L'ombre glissa furtivement entre les passants curieux amassés devant le château. Bien qu'elle ait rabattu un capuchon sur ses traits, de nombreux villageois la reconnurent et la laissèrent passer respectueusement. Mais en réalité, peu la virent...

Elle ouvrit la grille d'une main ferme et posée et pénétra dans l'enceinte du domaine. Ce n'est qu'une fois qu'elle fut tout à fait hors de vue des curieux qu'Élisabeth abaissa son capuchon.

Sans l'ombre d'une hésitation, elle monta à l'étage et frappa au bureau de Thierry. Un grognement lui répondit. Elle sourit.

- Ainsi je vois ici un ours et non un beau jeune homme ? Rit-elle gaiement en entrant.

Surpris par cette divine apparition, le révolutionnaire se leva pour l'accueillir.
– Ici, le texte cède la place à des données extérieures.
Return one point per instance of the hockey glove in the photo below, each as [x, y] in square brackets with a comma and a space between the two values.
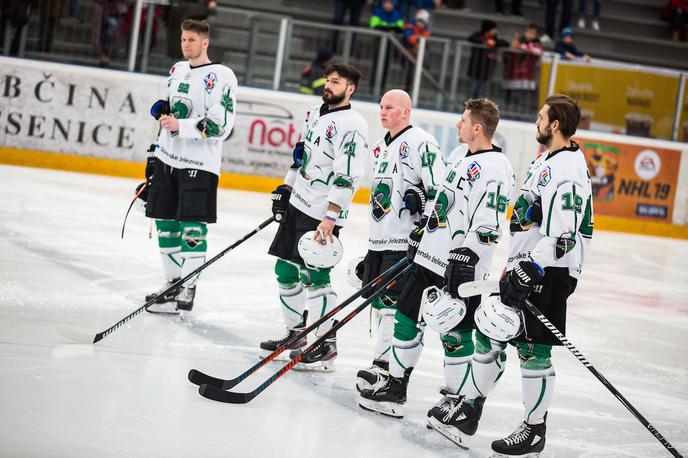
[159, 108]
[298, 153]
[280, 201]
[534, 212]
[460, 269]
[519, 282]
[415, 198]
[414, 240]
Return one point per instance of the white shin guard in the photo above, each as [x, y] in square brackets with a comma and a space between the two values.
[405, 355]
[457, 373]
[293, 302]
[320, 302]
[487, 369]
[171, 262]
[538, 392]
[383, 336]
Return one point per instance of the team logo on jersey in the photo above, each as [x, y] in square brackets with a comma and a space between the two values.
[443, 203]
[331, 131]
[404, 150]
[473, 171]
[545, 176]
[210, 80]
[381, 198]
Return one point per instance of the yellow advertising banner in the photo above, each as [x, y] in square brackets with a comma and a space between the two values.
[618, 98]
[632, 181]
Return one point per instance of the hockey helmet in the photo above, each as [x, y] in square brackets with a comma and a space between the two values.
[352, 272]
[318, 256]
[441, 312]
[497, 320]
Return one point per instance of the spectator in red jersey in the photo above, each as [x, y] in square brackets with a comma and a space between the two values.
[520, 67]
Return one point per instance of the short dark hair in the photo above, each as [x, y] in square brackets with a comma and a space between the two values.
[200, 26]
[564, 109]
[484, 112]
[350, 73]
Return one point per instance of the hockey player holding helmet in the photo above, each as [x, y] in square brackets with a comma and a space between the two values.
[551, 229]
[407, 167]
[316, 195]
[454, 246]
- C'est que je ne m'attendais pas à voir arriver une princesse !

- Une princesse ? Et ton âme d'anarchiste, qu'en fais-tu ?

- Laisse donc cela... Je n'aime pas parler politique avec toi.

Elle reprit un air grave pour lui dire :

- Et pourtant, c'est ce que je suis venu faire.

- Comment cela ?

- Je viens t'aider. Je veux retrouver l'Inconnu.

- Et tu me l'ameneras ?

Elle prit un air songeur, fine et intelligente...

- Je te l'amenerai. Mais je veux être accompagné par Bastien ou Christian.

- Christian ! S'exclama un peu trop vite Thierry.

- Christian ? Soit ! Maintenant, j'ai à faire. Adieu, Thierry...

Elle lui adressa un charmant signe de la main avant de quitter la pièce. Elle s'assura que nul ne la surveillait avant de grimper à l'étage pour rejoindre le grenier et plus précisément la cachette....

- Elisabeth ? Sursauta Gaston en la voyant entrer. Comment avez-vous découvert...?

- Je sais tout, éluda-t-elle en esquissant un geste vague.

Elle s'approcha du blessé et s'agenouilla...

- Théophile.

- Élisabeth...

- Monsieur ? Accepteriez-vous de nous laisser seuls un instant ? C'est assez important...

Troublé par l'allure digne et fière de la jeune femme, le châtelain obéit.

- Théophile, dites-moi où ils sont ?

Le jeune prêtre avait dardé ses yeux sur la jeune femme et ne parvenait pas à s'en détacher. Il ne comprenait pas comment tant de grâce et tant de finesse pouvaient être alliées en une même personne. Il s'était promi avec une obstination enfantine qu'il ne divulguerait pas ce secret. Mais le cœur des hommes est faible...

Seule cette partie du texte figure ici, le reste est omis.